Se levanta uno por la mañana y no existe. Con esa
facilidad.
Iba yo a solicitar el número de la Seguridad Social cuando,
al buscar en su sistema, el funcionario me dice que no estoy. Imagínese la
sorpresa. “¡Pues usted no existe!” Y ya está. De sopetón no sabe uno que pensar
o que hacer y a qué atenerse. Pero, más todavía que el no existir, me inquietó
el cuajo con el que lo aireó el funcionario, como si fuese aquello lo más
normal del mundo.
Debería existir asociación para los no existentes;
reuniones periódicas con asesoramiento legal o simplemente para superar el
trauma del primer momento.
“Si nunca he tenido ningún problema de estos”, me disculpé.

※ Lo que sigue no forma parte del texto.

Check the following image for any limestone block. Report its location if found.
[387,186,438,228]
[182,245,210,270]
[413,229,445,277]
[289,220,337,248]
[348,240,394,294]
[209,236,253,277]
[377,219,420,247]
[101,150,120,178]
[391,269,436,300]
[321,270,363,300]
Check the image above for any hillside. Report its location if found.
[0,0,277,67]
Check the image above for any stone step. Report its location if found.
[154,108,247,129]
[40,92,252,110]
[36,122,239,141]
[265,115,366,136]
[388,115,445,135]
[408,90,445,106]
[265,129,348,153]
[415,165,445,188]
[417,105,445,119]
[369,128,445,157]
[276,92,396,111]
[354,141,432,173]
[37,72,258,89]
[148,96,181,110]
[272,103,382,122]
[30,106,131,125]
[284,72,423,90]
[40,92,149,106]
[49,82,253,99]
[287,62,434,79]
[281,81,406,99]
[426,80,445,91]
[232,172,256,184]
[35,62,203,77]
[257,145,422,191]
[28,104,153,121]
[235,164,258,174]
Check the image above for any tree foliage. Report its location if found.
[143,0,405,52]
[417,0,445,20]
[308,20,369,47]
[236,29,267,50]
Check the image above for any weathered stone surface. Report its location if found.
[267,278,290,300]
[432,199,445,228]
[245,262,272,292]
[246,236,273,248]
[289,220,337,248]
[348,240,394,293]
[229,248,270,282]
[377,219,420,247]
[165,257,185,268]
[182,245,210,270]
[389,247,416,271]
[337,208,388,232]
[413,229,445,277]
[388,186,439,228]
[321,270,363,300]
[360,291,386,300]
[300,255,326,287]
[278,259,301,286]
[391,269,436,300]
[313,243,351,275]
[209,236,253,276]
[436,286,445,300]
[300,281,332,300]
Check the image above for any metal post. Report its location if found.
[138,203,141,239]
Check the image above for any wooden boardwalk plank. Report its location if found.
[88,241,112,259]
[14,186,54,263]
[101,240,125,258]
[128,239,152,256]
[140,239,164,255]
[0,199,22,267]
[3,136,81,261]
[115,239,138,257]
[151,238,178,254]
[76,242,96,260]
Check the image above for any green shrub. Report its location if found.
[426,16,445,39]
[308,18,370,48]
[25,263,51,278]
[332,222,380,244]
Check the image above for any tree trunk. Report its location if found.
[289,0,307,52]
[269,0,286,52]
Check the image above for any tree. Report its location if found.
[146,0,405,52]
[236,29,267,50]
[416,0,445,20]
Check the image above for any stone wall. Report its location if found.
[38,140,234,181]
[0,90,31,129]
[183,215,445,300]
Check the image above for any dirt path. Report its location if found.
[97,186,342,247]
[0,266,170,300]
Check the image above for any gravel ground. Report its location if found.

“Ya, pues no sabría decirle exactamente. Ve, aquí tenía que salir su cara y no
aparece”, insistía el hombre. Qué cosa tan extravagante esta de la no
existencia. Yo que siempre quise ser estraperlista, ladrón de bancos o así, me
delaté antes de empezar con el oficio. Tenía en bandeja no dejar rastro, pero
se ve que no valgo. “Es que usted no existe”, repetía. ¡Pero como no voy a
existir, si llevo esperando dos horas ahí sentado! Toque, le decía
extendiéndole el brazo. No sé, pulse alguna tecla… haga algo.
Como Sartre, padre del existencialismo, este funcionario
escéptico, de jueves por la mañana, se había convertido en el precursor del
inexistencialismo.
Con cierto susto por lo grotesco
llamé por teléfono: “Madre, que no existo; lo asegura un funcionario” pero ella
me colgó diciendo que estaba liada en el trabajo, que a la hora de comer
hablábamos. ¿Y que hace uno hasta la hora de comer sin existir?
Si llega a ser por la preocupación del funcionario, ahora
mismo, seguiría en el limbo de los justos. Al final, por ese asunto tan
discutido de existir, resultó que efectivamente sí existía. De milagro y en las
últimas ya digo, cuando en el auge del nihilismo de aquel funcionario incrédulo
daba yo toda mi existencia por perdida.
Guillermo Garabito.
Publicado en ABC CyL el 19 de septiembre de 2015.